The World Bank report says that Nigeria’s social safety-net programmes are failing to reach those who need them the most.
In the new report titled “The State of Social Safety Nets in Nigeria”, the bank revealed that only 44 per cent of total benefits from government-funded safety-net schemes actually reach poor Nigerians.
The November 2025 report examines Nigeria’s spending on social safety nets, assessing their coverage and efficiency, and reveals how poor targeting, weak funding, and fragmented implementation have left millions of vulnerable citizens without meaningful relief despite the government’s lofty poverty-reduction promises.
It will be recalled that Nigeria’s Minister of Finance and Coordinating Minister of the Economy, Wale Edun, recently announced that the Nigerian government is targeting 15 million households, covering some 70 million people via the digital cash-grant scheme.
He disclosed that about 8.5 million households have already received at least one tranche of the N25,000 payment, while the remaining 6.5 million households are expected to be paid before year-end.
But, the World Bank described Nigeria’s social safety-net spending as inefficient, saying a smaller portion of benefits goes to the poor despite their dominance among beneficiaries.
According to the World Bank, while about 56 per cent of the recipients of safety-net programmes are poor, they receive only 44 per cent of the total benefits.
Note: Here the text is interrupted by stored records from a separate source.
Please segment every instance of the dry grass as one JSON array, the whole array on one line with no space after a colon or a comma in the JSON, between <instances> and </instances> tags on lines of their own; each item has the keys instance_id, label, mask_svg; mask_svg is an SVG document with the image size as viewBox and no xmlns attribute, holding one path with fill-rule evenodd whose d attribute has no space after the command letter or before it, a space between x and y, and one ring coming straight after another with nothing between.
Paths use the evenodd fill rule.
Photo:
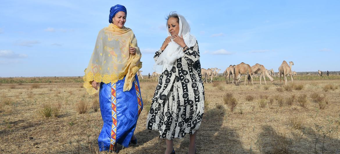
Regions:
<instances>
[{"instance_id":1,"label":"dry grass","mask_svg":"<svg viewBox=\"0 0 340 154\"><path fill-rule=\"evenodd\" d=\"M40 87L40 85L37 83L33 83L31 85L31 88L32 89L38 88Z\"/></svg>"},{"instance_id":2,"label":"dry grass","mask_svg":"<svg viewBox=\"0 0 340 154\"><path fill-rule=\"evenodd\" d=\"M303 123L303 120L298 116L291 117L289 119L289 122L291 124L292 128L296 129L301 128Z\"/></svg>"},{"instance_id":3,"label":"dry grass","mask_svg":"<svg viewBox=\"0 0 340 154\"><path fill-rule=\"evenodd\" d=\"M99 99L95 99L92 101L92 109L95 112L97 112L99 108Z\"/></svg>"},{"instance_id":4,"label":"dry grass","mask_svg":"<svg viewBox=\"0 0 340 154\"><path fill-rule=\"evenodd\" d=\"M296 101L300 106L304 108L307 107L307 95L306 94L303 93L300 95L296 98Z\"/></svg>"},{"instance_id":5,"label":"dry grass","mask_svg":"<svg viewBox=\"0 0 340 154\"><path fill-rule=\"evenodd\" d=\"M223 101L224 104L229 106L230 111L232 112L234 111L237 105L237 101L231 92L228 92L225 94L223 97Z\"/></svg>"},{"instance_id":6,"label":"dry grass","mask_svg":"<svg viewBox=\"0 0 340 154\"><path fill-rule=\"evenodd\" d=\"M76 104L77 111L79 114L83 114L87 112L87 104L84 99L79 101Z\"/></svg>"},{"instance_id":7,"label":"dry grass","mask_svg":"<svg viewBox=\"0 0 340 154\"><path fill-rule=\"evenodd\" d=\"M267 104L265 100L261 99L258 102L258 106L260 108L264 108L266 107L266 105L267 105Z\"/></svg>"},{"instance_id":8,"label":"dry grass","mask_svg":"<svg viewBox=\"0 0 340 154\"><path fill-rule=\"evenodd\" d=\"M260 99L267 100L269 96L267 95L260 95Z\"/></svg>"},{"instance_id":9,"label":"dry grass","mask_svg":"<svg viewBox=\"0 0 340 154\"><path fill-rule=\"evenodd\" d=\"M255 98L252 95L247 95L245 96L245 100L247 101L253 101L255 99Z\"/></svg>"}]
</instances>

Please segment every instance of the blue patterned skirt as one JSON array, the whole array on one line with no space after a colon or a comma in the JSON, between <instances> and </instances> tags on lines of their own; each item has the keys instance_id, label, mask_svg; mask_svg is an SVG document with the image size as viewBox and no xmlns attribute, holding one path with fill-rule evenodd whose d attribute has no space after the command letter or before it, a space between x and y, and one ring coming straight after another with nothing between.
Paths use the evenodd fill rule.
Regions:
<instances>
[{"instance_id":1,"label":"blue patterned skirt","mask_svg":"<svg viewBox=\"0 0 340 154\"><path fill-rule=\"evenodd\" d=\"M137 76L135 78L129 91L123 91L125 77L116 83L101 83L99 104L104 122L98 138L101 151L113 150L116 143L129 147L143 109L139 82Z\"/></svg>"}]
</instances>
It explained that this imbalance stems from the way most programmes, including the National Social Safety Nets Programme, allocate a fixed amount per household rather than per person.
As a result, poor families, often larger in size, end up sharing limited benefits among more members. The report noted that initiatives such as the National Home-Grown School Feeding Programme, which focus on individuals rather than households, are less affected by this problem.
However, it added that the school feeding scheme currently targets only pupils in grades one to three and lacks full national coverage, restricting the number of children who can benefit.
“Safety nets expenditure is inefficient, with a smaller share of benefits going to the poor. While 56 per cent of the beneficiaries are poor, only 44 per cent of the total safety net benefits go to the poor. For each programme category, the share of benefits going to the poor is lower than the share of beneficiaries who are poor. This inefficiency arises because benefit levels for most programmes, including the NASSP cash transfer programme, are determined at the household level, but poor people tend to live in larger households.
“That is, even for well-targeted programmes, the same benefit amount is divided over a larger number of people living in poorer households. Programs such as the NHGSFP, which target individuals and not households, should be less affected by these issues. But NHGSFP only benefits children in grades 1 to 3, and does not yet have full coverage, which limits the number of children per household that can benefit from the program,” the report said.